Mankind Pharma clocked annualised revenue topping Rs 5,000 crore in the just-ended fiscal.
In the largest private equity deal in Indian healthcare industry till date, Mankind Pharma has agreed to sell 10% stake to ChrysCapital and its global sponsors for about $350 million, or Rs 2,280 crore.
ChrysCapital, arguably the most successful investor in Indian pharma, swooped down late to snatch the deal away from global rivals Advent International and Carlyle Group. In 2014, ChrysCapital had sold 11% stake in Mankind to Capital International for $214 million, reporting a 10-fold gain.
ChrysCapital partner Sanjiv Kaul sewed up a sensational comeback into the fastest growing domestic pharma company, following an informal meeting with Mankind promoters three weeks ago. By then, Mankind, the fourth largest domestic pharma company with 4.2% market share, had received two binding offers from Carlyle and Advent, but was open to ChrysCapital's return.
This is the biggest investment deal by ChrysCapital, also a transformational one by the India-bred PE firm, signaling its intent to vie with global funds in writing larger cheques.

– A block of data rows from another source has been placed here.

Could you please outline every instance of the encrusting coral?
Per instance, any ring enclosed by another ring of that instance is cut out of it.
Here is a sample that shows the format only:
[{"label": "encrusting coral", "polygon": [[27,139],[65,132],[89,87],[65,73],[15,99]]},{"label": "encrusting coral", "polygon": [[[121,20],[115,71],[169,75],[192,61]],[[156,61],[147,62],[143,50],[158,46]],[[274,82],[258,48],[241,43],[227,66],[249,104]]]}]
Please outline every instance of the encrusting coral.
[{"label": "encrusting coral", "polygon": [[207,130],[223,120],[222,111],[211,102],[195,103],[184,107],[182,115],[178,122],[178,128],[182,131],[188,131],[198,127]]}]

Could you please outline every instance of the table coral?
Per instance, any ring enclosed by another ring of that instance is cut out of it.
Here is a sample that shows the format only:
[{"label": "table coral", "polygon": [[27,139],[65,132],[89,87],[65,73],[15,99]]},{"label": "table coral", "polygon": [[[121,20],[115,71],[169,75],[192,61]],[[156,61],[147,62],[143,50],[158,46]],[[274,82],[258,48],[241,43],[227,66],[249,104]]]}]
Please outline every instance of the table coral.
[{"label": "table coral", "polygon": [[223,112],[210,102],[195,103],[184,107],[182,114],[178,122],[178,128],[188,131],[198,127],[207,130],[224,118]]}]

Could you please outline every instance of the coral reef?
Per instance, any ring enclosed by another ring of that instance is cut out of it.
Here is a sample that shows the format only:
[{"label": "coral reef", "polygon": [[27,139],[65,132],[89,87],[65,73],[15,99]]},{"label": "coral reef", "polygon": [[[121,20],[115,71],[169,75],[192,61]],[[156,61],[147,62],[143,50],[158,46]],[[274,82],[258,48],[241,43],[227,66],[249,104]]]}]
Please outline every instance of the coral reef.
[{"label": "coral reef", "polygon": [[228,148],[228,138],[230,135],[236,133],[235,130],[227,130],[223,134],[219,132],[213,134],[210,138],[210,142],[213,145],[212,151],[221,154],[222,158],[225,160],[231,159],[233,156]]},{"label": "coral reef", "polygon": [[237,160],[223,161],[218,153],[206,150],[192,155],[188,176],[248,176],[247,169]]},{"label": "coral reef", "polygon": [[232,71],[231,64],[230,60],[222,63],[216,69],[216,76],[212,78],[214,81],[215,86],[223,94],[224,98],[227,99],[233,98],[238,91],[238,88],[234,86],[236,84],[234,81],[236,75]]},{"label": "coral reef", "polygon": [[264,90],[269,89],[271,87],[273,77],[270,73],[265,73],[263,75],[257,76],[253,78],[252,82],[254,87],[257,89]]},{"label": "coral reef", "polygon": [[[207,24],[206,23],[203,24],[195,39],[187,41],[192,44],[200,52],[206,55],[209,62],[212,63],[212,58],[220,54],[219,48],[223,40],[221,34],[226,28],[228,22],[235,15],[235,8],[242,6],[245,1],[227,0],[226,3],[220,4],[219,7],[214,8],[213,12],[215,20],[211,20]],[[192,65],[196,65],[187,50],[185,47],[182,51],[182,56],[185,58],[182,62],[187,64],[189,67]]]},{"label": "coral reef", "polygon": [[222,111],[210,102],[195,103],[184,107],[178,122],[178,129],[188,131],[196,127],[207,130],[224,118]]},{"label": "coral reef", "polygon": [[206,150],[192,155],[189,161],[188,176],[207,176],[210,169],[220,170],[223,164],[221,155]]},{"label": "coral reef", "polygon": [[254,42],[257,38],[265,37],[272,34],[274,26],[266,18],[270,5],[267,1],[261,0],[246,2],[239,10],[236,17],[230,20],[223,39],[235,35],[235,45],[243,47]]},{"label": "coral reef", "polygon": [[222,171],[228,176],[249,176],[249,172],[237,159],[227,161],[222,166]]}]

Mankind Pharma, CEO, Rajeev Juneja while confirming the deal said, "We have huge respect for Sanjiv Kaul and ChrysCapital. They have added tremendous value to the company and the board. We are happy to welcome them back in next phase of growth.” It is rumoured that Carlyle and Advent lost the race to ChrysCapital consortium, despite submitting slightly higher bids, but Mankind wouldn't talk about valuations.
ChrysCapital through Kaul has invested $300 million in pharma companies, generating over five-fold returns until now, possibly the best consistent profitable exits in Indian private equity business. ChrysCapital has backed several emerging Indian pharma powerhouses such as Intas, Torrent, Zydus and GVK Bio among others.
New Delhi based Mankind Pharma clocked annualised revenue topping Rs 5,000 crore in the just-ended fiscal. It was one of the few domestic pharma companies that remained on growth curve even as the broader sector struggled with price controls and difficult export markets. Mankind, with its focus on lower pricing, is seen best suited to take advantage of Indian government's push towards affordable medicine.
Juneja said, "We have always emphasised on affordability almost one company case in the sector - and have had 23 years of uninterrupted growth. We are happy that affordable medicines are getting the due focus in a market like India.” Ramesh Juneja founded Mankind is selling shares to ChrysCapital in a secondary deal. Junejas and Aroras will continue to hold 79% after the share sale.